Interestingly, mutated CYP1B1 was more common in male (62%) than in female patients (48%) p = 0.006, unlike in donors [1]. However, in contrast to the recipient group (which has hematological cancer—and has, therefore, also been exposed to anticancer drugs and radiation), there was no sex difference in distribution between wt and mut SNP within the donor group. It could therefore be postulated that men with mut SNP have a higher risk of hematological cancer, or are more likely to relapse post induction and consolidation therapy (and thus become transplant candidates more often) than men with wt SNP.

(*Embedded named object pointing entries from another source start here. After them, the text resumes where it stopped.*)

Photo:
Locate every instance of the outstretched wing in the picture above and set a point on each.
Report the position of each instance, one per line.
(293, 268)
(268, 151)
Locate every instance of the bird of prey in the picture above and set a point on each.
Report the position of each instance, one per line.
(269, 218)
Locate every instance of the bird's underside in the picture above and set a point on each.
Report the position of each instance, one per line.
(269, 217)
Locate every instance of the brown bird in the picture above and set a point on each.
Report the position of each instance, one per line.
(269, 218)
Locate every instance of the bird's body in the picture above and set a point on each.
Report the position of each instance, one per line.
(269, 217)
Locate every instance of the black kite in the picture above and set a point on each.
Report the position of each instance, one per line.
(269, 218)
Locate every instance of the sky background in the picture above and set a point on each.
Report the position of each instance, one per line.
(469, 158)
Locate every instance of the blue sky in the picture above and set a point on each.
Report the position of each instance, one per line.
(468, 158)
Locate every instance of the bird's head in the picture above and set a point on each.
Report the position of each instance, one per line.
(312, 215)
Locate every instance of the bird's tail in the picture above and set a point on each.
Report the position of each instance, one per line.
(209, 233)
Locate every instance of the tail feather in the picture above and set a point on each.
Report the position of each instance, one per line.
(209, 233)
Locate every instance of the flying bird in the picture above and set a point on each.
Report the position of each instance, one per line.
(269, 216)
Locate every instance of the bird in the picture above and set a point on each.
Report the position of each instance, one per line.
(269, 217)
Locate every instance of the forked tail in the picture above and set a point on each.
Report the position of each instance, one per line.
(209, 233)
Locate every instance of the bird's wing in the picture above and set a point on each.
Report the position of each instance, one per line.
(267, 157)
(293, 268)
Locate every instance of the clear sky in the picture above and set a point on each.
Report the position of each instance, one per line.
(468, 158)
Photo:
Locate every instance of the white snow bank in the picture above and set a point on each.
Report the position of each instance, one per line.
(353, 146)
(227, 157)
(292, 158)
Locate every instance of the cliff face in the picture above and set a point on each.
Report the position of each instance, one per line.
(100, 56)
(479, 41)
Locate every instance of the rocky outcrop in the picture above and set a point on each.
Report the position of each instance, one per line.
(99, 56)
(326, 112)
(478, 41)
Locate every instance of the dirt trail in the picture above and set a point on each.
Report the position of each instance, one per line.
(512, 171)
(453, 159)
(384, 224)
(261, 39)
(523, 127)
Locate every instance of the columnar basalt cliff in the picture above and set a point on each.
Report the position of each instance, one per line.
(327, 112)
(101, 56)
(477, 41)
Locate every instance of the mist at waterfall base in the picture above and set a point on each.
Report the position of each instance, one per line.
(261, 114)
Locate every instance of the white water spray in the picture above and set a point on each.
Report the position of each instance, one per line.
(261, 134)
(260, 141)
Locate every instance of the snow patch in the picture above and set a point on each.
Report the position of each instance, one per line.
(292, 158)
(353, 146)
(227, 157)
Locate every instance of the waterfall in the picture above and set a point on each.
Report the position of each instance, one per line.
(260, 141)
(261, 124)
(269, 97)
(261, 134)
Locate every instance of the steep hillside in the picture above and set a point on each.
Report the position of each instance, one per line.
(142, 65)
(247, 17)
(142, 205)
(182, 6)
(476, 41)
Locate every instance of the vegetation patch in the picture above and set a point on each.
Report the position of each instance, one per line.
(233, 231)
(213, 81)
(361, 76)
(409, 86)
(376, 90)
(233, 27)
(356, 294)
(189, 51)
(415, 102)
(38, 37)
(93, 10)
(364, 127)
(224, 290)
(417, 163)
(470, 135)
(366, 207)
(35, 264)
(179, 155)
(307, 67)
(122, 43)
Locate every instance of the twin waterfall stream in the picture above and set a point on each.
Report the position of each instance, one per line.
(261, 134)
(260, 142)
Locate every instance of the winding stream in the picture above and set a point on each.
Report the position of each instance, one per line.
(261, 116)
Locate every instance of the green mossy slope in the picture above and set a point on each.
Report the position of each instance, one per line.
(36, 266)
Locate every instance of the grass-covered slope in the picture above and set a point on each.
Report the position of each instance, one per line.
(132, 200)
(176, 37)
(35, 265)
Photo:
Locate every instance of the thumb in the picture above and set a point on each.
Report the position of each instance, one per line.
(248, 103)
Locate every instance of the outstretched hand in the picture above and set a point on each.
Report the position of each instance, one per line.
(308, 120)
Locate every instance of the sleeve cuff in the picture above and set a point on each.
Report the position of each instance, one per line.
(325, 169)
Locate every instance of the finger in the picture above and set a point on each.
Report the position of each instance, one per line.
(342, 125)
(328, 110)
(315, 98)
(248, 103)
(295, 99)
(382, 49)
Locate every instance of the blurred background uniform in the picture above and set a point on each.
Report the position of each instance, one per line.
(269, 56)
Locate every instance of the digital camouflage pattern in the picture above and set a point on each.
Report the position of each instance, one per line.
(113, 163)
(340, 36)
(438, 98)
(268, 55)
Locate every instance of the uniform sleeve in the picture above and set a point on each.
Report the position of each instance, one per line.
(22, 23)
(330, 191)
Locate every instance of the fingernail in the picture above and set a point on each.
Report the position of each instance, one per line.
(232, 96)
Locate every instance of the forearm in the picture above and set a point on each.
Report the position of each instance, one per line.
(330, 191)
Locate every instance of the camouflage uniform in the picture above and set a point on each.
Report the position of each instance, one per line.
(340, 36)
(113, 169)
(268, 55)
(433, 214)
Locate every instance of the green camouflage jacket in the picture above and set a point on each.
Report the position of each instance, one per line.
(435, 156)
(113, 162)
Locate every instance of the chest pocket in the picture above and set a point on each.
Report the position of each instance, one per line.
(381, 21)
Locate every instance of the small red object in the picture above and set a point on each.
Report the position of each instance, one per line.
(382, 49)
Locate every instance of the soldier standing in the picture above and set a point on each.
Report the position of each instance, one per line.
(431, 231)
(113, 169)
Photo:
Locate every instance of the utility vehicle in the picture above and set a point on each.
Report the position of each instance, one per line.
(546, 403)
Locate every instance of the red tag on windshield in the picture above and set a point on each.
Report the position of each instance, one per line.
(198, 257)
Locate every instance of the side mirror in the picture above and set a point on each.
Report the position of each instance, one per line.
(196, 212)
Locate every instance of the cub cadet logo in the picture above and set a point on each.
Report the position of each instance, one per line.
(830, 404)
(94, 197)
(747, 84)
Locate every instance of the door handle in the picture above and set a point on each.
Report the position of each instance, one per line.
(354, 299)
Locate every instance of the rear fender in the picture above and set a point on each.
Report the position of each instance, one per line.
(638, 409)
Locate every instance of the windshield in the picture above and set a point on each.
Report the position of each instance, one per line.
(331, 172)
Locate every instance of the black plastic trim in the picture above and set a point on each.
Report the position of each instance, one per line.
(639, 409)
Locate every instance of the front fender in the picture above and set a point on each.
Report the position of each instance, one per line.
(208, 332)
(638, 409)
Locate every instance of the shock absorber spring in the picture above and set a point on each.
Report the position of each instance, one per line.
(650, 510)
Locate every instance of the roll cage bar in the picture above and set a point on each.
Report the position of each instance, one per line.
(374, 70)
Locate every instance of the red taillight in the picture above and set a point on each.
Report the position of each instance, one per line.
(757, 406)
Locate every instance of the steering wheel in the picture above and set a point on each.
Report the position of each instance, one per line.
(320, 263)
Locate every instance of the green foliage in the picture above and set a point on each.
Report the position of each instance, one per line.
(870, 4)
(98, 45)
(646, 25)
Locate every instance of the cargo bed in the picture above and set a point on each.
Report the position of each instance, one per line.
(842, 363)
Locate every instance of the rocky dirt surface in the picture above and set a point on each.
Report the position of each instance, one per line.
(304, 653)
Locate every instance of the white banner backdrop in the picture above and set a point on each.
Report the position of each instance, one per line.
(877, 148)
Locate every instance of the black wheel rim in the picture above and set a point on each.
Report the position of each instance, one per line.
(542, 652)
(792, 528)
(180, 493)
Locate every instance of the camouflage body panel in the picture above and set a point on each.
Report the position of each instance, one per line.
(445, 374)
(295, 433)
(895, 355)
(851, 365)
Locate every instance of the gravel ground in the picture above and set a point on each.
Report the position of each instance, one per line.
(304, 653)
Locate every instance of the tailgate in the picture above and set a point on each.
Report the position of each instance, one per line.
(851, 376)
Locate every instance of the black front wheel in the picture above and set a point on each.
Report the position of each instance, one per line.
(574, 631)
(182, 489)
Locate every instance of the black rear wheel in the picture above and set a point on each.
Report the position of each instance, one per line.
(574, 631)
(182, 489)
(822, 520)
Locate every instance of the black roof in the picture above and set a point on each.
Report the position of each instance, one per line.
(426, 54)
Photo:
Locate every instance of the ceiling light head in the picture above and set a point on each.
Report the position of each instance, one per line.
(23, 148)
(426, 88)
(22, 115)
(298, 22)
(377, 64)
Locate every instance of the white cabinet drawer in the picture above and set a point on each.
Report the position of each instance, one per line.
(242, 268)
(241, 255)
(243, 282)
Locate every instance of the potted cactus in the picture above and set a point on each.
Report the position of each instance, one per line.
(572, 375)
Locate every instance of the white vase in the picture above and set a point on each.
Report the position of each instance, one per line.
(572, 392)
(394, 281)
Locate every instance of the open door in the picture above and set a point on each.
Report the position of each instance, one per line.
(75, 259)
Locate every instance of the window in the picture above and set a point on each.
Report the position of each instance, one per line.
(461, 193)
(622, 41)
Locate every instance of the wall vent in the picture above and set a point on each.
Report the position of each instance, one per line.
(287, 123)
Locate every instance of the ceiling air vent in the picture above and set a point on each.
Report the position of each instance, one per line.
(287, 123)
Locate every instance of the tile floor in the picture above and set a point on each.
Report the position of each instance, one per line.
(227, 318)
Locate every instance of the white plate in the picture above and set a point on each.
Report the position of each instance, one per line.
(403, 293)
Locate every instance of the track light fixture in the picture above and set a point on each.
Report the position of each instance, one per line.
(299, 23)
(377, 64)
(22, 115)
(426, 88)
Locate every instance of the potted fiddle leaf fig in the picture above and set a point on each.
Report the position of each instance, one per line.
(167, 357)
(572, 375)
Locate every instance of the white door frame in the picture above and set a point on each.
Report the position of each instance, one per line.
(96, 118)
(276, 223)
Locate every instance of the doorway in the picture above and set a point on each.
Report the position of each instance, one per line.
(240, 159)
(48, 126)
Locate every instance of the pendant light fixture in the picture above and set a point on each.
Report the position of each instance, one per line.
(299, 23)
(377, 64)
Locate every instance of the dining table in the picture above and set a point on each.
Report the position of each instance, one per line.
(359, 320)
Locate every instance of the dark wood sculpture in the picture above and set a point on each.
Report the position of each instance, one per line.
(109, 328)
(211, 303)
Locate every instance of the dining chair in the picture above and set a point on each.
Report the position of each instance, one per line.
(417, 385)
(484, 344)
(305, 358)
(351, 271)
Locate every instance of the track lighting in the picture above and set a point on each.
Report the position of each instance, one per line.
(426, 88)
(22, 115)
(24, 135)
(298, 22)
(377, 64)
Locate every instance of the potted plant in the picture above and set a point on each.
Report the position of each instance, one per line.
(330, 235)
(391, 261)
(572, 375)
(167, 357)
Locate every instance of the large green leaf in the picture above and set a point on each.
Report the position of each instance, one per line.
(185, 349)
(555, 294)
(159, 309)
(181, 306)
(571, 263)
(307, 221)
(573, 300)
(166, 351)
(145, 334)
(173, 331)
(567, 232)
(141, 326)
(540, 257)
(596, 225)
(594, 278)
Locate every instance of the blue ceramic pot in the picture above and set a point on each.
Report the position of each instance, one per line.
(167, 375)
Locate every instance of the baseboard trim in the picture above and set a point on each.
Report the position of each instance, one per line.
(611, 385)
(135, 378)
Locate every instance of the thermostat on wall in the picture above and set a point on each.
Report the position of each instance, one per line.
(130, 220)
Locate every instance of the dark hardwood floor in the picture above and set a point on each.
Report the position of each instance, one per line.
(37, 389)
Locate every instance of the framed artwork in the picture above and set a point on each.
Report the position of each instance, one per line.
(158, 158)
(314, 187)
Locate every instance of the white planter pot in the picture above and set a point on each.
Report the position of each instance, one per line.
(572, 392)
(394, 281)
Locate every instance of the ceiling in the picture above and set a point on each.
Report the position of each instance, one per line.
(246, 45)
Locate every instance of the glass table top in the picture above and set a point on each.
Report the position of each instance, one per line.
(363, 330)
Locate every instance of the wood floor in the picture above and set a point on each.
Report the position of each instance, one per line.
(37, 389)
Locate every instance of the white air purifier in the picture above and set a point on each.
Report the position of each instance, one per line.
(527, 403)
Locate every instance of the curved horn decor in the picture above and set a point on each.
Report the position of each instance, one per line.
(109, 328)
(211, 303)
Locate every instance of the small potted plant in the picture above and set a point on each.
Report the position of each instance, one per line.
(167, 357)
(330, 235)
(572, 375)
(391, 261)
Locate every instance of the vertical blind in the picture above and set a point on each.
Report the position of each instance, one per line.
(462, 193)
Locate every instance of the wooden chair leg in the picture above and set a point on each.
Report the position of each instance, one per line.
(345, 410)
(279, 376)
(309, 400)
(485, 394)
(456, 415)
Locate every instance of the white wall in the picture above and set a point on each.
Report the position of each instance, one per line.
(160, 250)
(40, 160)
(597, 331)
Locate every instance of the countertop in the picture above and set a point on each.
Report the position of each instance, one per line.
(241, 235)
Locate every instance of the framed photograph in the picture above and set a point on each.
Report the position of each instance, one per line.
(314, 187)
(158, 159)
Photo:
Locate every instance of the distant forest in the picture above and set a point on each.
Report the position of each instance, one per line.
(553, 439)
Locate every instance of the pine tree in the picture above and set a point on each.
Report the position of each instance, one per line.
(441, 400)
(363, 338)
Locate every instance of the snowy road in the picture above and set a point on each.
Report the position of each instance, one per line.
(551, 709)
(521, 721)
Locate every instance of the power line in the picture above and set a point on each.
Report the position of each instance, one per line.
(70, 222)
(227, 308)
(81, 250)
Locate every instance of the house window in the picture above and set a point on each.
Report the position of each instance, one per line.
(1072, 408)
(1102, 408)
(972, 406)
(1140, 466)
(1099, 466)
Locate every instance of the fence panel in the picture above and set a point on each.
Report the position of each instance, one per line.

In conclusion, if confirmed in a prospective study or an independent cohort, this finding on CYP1B1 may have an impact on overall survival and the selection of donor sex in male patients with advanced hematological disease: that is, male donor “preference” can be neglected in patients with mut SNP (contrary to common practice in allogeneic HSCT) and special emphasis should be placed on selecting a male donor in patients with wt SNP.